I know I do, which is why for the first time in over a decade I’ll be letting a half-hour comedy back into my regular TV rotation. Let us hope that this won’t turn out to be my gateway crack.

Fright Night

Today we went out to the movies for my husband’s birthday. I’m pretty sure this was the first time we’ve actually gone to the theater to see a movie since Avatar (together, anyway — I have seen a a few movies with other people since then). We’ve been talking all summer long about wanting to see Captain America and Cowboys & Aliens and Super 8, so I was a little surprised when he told me the other day that he wanted to see Fright Night, although
he’s a bit of a Colin Farrell fan, so I guess it shouldn’t have surprised me that much.

I had pretty much written it off as yet another unnecessary remake of a beloved movie from my youth from the moment I heard that they were making it, so I didn’t bother to watch trailers or keep up with the development or anything. I knew David Tennant was going to be in it, so I figured at least I’d get to see my Doctor. Otherwise, I had pretty low expectations going in.

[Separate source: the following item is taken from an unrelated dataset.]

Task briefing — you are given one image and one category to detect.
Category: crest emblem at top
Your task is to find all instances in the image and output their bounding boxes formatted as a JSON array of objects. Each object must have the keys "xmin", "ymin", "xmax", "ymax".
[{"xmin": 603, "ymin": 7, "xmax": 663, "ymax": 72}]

I liked it. It was much better than I expected. Of course, I had no idea it was written by Marti Noxon. I still have mixed feelings about her work on Buffy, but regardless, you could definitely detect a Buffy-esque sense of humor running through the movie, which made it fun. I liked Colin Farrell’s blue collar version of Jerry. At first I was irritated that they turned Peter Vincent into, basically, Chris Angel, but he turned out to be pretty funny, and also hot, and David Tennant really does need to be in all the movies from now on. Especially if he’s going to wear leather pants. Rawr.

So did I like it better than the original? No. Is that because the original was a better movie, or because I’m an old fogey looking at it through nostalgia-colored glasses? I really can’t say for sure. But the new Fright Night is respectful of the original and pays it homage in fun ways, while updating it and adding enough original material that it doesn’t feel like a retread of the same old story. As far as remakes of ’80s horror movies go, this is by far the best one I’ve seen.